Die ALPEN Methode: Schritt für Schritt ans Ziel

Um bei der Wahrheit zu bleiben: Unmittelbar hat die ALPEN-Methode nichts mit dem Alpengebirge zu tun. Metaphorisch betrachtet lassen sich jedoch durchaus einige Parallelen finden. Ähnlich wie eine Wanderung beginnt auch die ALPEN-Methode mit einer sorgfältigen Planung inklusive notwendiger Zeitabschnitte und Pausen. Und am Schluss steht, ähnlich wie am Ende einer Bergbesteigung, der Blick zurück. Hier enden die Gemeinsamkeiten aber auch schon. Du kannst deine Wanderschuhe also beruhigt in der Ecke stehen lassen. 😉 Alles was du bei der ALPEN Methode zum Loslegen brauchst ist Schreibmaterial – ganz egal ob in Form von Papier oder als Worddokument.

Der Name „ALPEN Methode“ ist ein Akronym der einzelnen Arbeitsschritte. Diese lauten wie folgt:

  • A ufgaben notieren
  • L änge der Aufgaben schätzen
  • P ufferzeit einplanen
  • E ntscheidungen treffen
  • N achkontrollieren

Im Folgenden werden wir dich durch die einzelnen Schritte der ALPEN Methode führen. Denn auch wenn die Methode als besonders einfach gilt, gibt es einiges zu beachten.

1. Aufgaben notieren

Am Anfang der ALPEN Methode steht, wie bei vielem anderen auch, die To-Do-Liste. Diese solltest du im Idealfall immer am Ende des Tages für den nächsten Tag schreiben. Sollte das nicht möglich sein, bietet sich auch der Morgen an – auf jeden Fall solltest du die Liste jedoch vor Beginn der eigentlichen Arbeit anfertigen.

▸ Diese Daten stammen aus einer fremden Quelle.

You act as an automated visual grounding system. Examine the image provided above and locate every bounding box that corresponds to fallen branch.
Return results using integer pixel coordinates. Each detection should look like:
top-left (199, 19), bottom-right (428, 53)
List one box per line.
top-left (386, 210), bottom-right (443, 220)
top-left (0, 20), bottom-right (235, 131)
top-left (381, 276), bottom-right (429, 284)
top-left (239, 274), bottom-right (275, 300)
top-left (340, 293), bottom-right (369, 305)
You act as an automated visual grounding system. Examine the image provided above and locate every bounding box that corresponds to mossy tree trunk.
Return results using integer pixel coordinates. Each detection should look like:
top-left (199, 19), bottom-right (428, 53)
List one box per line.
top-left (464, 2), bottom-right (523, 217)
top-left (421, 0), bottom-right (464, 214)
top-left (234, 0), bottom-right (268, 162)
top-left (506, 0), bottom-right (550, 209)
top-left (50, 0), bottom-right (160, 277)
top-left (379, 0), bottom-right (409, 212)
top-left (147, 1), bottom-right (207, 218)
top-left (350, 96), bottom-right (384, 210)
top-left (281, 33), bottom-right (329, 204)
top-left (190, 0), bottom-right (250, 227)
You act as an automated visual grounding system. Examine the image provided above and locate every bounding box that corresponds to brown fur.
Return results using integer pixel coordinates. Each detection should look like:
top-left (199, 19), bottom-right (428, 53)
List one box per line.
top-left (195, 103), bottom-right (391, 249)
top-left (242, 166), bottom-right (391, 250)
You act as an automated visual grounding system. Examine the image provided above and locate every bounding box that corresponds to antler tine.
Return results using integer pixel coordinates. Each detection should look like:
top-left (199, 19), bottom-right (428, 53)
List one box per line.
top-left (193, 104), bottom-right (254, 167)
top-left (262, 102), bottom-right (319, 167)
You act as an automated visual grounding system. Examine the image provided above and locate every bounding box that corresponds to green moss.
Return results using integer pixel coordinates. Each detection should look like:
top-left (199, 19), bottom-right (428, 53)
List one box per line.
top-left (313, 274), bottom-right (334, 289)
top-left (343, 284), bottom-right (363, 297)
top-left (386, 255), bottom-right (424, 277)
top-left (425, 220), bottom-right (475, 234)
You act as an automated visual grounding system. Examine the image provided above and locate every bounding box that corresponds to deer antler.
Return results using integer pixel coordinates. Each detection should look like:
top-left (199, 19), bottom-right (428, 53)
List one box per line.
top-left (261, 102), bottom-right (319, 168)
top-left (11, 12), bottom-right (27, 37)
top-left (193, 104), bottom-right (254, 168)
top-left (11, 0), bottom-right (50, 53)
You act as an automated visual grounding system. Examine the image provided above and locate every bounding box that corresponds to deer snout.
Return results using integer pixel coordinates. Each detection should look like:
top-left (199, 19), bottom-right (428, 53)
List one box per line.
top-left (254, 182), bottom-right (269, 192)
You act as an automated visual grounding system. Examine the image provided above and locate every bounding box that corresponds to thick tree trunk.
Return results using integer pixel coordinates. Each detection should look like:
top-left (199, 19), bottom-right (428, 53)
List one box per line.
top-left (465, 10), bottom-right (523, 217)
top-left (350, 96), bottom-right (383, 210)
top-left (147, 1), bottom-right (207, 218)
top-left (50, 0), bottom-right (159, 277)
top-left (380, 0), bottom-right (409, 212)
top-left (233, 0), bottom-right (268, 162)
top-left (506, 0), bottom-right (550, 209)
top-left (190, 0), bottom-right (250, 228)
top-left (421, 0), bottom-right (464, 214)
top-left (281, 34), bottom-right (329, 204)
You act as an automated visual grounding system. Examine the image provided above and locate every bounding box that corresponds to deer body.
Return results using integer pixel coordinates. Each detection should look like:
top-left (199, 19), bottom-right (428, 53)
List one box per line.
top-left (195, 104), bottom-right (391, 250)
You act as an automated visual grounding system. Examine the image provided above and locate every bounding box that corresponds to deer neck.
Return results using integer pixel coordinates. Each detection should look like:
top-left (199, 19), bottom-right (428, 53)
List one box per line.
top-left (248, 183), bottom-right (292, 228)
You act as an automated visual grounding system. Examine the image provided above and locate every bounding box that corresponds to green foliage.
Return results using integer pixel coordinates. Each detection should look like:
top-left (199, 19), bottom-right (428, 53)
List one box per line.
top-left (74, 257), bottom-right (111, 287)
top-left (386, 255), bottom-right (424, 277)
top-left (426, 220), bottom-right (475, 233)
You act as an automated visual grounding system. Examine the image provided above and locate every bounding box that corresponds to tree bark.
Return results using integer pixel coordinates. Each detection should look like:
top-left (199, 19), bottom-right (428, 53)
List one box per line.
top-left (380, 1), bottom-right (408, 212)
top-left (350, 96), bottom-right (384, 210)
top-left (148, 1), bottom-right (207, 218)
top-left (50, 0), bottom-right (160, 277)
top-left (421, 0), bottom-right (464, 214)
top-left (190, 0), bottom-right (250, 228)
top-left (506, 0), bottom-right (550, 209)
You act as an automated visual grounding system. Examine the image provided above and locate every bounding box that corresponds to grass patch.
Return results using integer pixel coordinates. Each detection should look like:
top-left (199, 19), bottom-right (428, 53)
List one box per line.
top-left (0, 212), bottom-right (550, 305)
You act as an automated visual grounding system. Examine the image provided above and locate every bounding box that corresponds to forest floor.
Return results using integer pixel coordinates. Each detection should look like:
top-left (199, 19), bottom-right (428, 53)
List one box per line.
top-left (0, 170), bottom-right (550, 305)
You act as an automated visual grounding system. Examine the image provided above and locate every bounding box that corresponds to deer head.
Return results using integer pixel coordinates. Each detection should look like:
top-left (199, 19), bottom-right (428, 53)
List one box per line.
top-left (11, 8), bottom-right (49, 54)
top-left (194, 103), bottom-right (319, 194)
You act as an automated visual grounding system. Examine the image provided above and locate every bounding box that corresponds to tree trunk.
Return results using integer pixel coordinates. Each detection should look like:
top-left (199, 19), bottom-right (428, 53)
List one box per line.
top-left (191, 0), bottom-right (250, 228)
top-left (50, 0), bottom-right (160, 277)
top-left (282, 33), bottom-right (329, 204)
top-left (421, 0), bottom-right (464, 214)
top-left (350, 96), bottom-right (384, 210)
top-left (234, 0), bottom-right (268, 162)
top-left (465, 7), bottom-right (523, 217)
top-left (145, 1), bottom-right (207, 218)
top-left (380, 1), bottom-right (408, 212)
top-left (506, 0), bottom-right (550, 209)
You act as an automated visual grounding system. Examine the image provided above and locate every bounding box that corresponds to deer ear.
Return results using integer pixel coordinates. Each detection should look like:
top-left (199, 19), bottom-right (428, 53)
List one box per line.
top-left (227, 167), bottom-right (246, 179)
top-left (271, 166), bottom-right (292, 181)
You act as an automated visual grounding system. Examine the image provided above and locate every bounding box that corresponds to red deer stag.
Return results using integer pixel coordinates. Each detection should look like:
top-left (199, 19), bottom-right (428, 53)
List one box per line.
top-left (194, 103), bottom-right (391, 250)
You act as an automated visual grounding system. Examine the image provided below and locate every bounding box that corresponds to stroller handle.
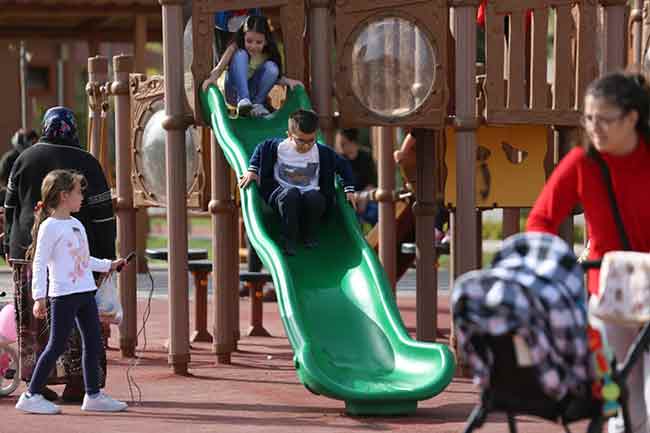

Notiere dir wichtige Aufgaben und Termine ebenso wie Routineaufgaben, die du dir sonst eventuell nicht aufschreiben würdest. Du musst dabei weder Chronologie noch Wichtigkeit berücksichtigen – das erfolgt erst in einem weiteren Schritt.

Das Notieren aller Aufgaben inklusive geschätztem Zeitaufwand ist die Basis der ALPEN Methode,

2. Länge der Aufgaben schätzen

Im zweiten Schritt liegt es an dir, den jeweils notwendigen Zeitaufwand für die eben notierten Aufgaben zu schätzen. Schreibe dir dazu den geschätzten Zeitaufwand neben die jeweilige Aufgabe auf die To-Do-Liste.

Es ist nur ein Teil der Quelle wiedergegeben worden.